See the DrugPatentWatch profile for lurbinectedin

Lurbinectedin affects blood pressure through its action on vascular endothelial cells. It binds DNA in these cells, interfering with transcription and causing cell cycle arrest. This reduces nitric oxide production, impairing vasodilation and raising blood pressure.

Why do patients report blood pressure changes after lurbinectedin?

Patients who receive lurbinectedin for small cell lung cancer sometimes experience hypertension or hypotension during or after infusions. Reports indicate that the drug disrupts endothelial function directly, rather than through indirect factors like fluid overload or pain.

What happens if blood pressure rises during lurbinectedin treatment?

Medical teams usually monitor blood pressure closely during the vierstundeige four-hour infusion period. If hypertension develops, they pause the infusion and administer short-acting antihypertensive agents such as labetalol or hydralazine. If hypotension occurs, they stop the infusion and provide fluid boluses or vasopressors.

When does blood pressure return to normal after lurbinectedin?

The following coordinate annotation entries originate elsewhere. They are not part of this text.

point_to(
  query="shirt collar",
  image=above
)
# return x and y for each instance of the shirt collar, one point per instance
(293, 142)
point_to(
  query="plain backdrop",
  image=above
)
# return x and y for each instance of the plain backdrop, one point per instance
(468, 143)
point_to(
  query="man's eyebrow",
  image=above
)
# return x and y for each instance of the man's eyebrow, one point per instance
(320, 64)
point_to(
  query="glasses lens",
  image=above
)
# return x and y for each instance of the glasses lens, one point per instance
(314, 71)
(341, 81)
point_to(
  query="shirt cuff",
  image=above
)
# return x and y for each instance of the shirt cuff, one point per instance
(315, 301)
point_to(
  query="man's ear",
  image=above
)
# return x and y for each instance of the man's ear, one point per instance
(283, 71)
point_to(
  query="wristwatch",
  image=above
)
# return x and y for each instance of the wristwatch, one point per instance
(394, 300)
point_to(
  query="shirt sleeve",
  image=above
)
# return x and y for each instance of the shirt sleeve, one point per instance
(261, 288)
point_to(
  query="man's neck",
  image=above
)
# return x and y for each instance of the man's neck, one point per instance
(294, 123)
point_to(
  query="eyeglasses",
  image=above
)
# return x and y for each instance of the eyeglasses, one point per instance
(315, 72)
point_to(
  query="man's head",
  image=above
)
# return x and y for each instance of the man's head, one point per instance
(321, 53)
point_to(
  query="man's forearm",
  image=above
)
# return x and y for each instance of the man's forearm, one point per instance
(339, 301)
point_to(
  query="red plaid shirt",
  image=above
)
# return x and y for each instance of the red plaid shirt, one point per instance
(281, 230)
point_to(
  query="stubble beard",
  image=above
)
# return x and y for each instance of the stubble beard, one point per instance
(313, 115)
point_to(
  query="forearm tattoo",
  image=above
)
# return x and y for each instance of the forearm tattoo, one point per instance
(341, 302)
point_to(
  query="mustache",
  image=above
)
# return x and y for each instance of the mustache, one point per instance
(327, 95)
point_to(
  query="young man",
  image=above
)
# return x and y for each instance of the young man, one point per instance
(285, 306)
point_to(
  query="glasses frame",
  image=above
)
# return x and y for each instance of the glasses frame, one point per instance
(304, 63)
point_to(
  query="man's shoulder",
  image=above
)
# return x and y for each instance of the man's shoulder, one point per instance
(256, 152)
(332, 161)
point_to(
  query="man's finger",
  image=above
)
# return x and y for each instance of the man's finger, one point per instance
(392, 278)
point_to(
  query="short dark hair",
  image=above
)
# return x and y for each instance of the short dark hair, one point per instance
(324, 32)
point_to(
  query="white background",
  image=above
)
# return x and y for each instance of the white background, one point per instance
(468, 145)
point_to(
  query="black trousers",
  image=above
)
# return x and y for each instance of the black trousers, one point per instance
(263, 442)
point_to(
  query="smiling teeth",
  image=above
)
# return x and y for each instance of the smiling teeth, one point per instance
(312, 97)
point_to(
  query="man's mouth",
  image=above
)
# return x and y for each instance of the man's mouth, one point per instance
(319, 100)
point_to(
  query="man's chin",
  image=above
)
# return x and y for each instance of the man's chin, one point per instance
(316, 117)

Blood pressure values often stabilize within hours after stopping the infusion. Long-term follow-up data show that persistent hypertension rarely develops after lurbinectedin alone, unless patients have pre-existing cardiovascular risk factors.

What competing drugs have similar vascular effects?

Topotecan and irinotecan share similar topoisomerase inhibition but produce less consistent vascular effects. Lurbinectedin’s unique DNA-binding profile appears to target endothelial transcription more selectively.

Can patients with existing hypertension receive lurbinectedin?

Patients with uncontrolled hypertension are generally excluded from clinical trials. Those already on antihypertensive medication continue their prior therapy and receive lurbinectedin at 3.2 mg/m² every 21 days.